5 Difference is commented A bit Too It tastes bad It is nice It buys It buys It buys It is nice It is fresh
Table 1
Table 1 is to handle the theme feature that data flow extracts by the online LDA algorithm in conventional method.By to online The subject analysis that LDA algorithm is extracted from data flow, it can be found that customer appeal is bad with food taste, food is expired to be It is main.
Theme 1 Theme 2 Theme 3 Theme 4 Theme 5 Theme 6 Theme 7 Theme 8 Theme 9 Theme 10
1 Difference It tastes bad Date It is expired Difference is commented Rubbish It is bad Fake products It is bad Invoice
2 Too It buys It is fresh Thing It buys It is broken It buys Egg Express delivery It confiscates
3 Quality Taste It is too small It must not Effect It eats Shelf-life It buys It is too slow It buys
4 It buys It is thin It is ugly Customer service It is false Customer service One bottle Cargo Slowly Increasingly
5 It is nice Cheaply It is bad It is taken in Agglomeration Date of manufacture It is satisfied It brings Logistics Member
Table 2
Table 2 is that the theme that the data flow theme feature extracting method provided according to the present invention is drawn into from data flow is special Sign.By being compared with online LDA algorithm, there are many new vocabulary in the theme that the present invention extracts, calculates with online LDA Except the customer that method obtains compares the demand of food taste, date of manufacture, algorithm of the invention has found more new information, If customer service not can solve Customer Problems, the excessively slow problem of logistics etc., greatly promoting for data-handling efficiency is realized.
Embodiment five:
Data flow theme feature extraction element provided by the invention is introduced below, referring to FIG. 5, Fig. 5 is this hair A kind of structural block diagram for data flow theme feature extraction element that bright embodiment provides;The apparatus may include:
Corpus determination unit 510 is mainly used for the data flow that will be received according to arrival time sequential organization into several batches Corpus, and determine currently pending batch corpus;
Word identification unit 520 is mainly used for scanning and recognizing the word for including in batch corpus to be processed, obtains Word to be processed;
Comparing unit 530 is mainly used for for word to be processed being compared with the word in vocabulary, judges list to be processed It whether include the new word being not present in vocabulary in word;
Vocabulary updating unit 540 is mainly used for when in word to be processed including the new word being not present in vocabulary, New word is added in vocabulary, updated vocabulary is obtained;
Folding bar construction unit 550 is mainly used for according to folding bar construction being that word to be processed distributes each theme probability, obtains just Beginning theme probability;
LDA processing unit 560, which is mainly used for operation LDA model, carries out at data initial subject probability according to new term table Reason, obtains the theme probability of each word to be processed;Wherein, LDA model is to obey Di Li Cray process based on belief propagation frame LDA model.

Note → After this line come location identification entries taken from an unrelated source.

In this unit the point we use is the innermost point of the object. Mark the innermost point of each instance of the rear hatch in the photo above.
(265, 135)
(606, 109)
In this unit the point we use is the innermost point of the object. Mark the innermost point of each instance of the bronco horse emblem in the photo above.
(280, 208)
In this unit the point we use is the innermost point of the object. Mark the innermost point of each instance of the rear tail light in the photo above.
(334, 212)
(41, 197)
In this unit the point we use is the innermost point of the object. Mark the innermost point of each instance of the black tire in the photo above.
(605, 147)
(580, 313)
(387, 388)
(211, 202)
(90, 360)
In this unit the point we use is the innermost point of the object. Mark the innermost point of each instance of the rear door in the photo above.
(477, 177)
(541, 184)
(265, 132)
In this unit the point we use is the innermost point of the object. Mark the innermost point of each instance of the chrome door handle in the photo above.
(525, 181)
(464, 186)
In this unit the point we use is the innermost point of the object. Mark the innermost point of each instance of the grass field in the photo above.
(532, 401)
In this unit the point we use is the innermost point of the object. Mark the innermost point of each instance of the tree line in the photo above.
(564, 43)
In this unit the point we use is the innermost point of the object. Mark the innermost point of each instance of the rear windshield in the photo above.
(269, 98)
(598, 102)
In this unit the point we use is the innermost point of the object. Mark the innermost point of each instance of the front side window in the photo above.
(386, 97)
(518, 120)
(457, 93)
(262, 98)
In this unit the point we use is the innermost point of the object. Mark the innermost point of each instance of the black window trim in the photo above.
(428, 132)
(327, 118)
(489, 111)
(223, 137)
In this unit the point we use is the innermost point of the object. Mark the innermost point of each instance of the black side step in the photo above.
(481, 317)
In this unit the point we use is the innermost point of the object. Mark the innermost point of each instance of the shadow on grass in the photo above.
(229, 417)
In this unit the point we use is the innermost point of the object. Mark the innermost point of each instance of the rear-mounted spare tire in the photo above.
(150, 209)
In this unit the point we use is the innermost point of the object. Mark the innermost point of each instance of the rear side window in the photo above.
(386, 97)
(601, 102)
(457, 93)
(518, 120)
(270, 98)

Preferably, folding bar construction unit specifically can be used for:
It is that word to be processed distributes each theme probability according to formula 1, obtains initial subject probability;
Wherein, formula 1 specifically:
Wherein LOC (w, k) is the function for positioning position of the word w in the single distribution of theme k, and WORD (j, k) is main Inscribe the word that coordinate is j in the word distribution of k.
Preferably, LDA processing unit specifically can be used for:
Initial subject probability is brought into formula 2 according to new term table and carries out data processing, obtains the master of each word to be processed Inscribe probability;
Wherein, formula 2 specifically:
μw,d(k) it is word w belongs to theme k in text d probability;Be theme k word distribution in, in addition to The probability of word w in other outer all texts of document d;It is in text d other than word w, other words belong to theme The counting of k;It is in the word distribution of theme k, other than the word w in text d, other all words belong to master Inscribe the probability of k.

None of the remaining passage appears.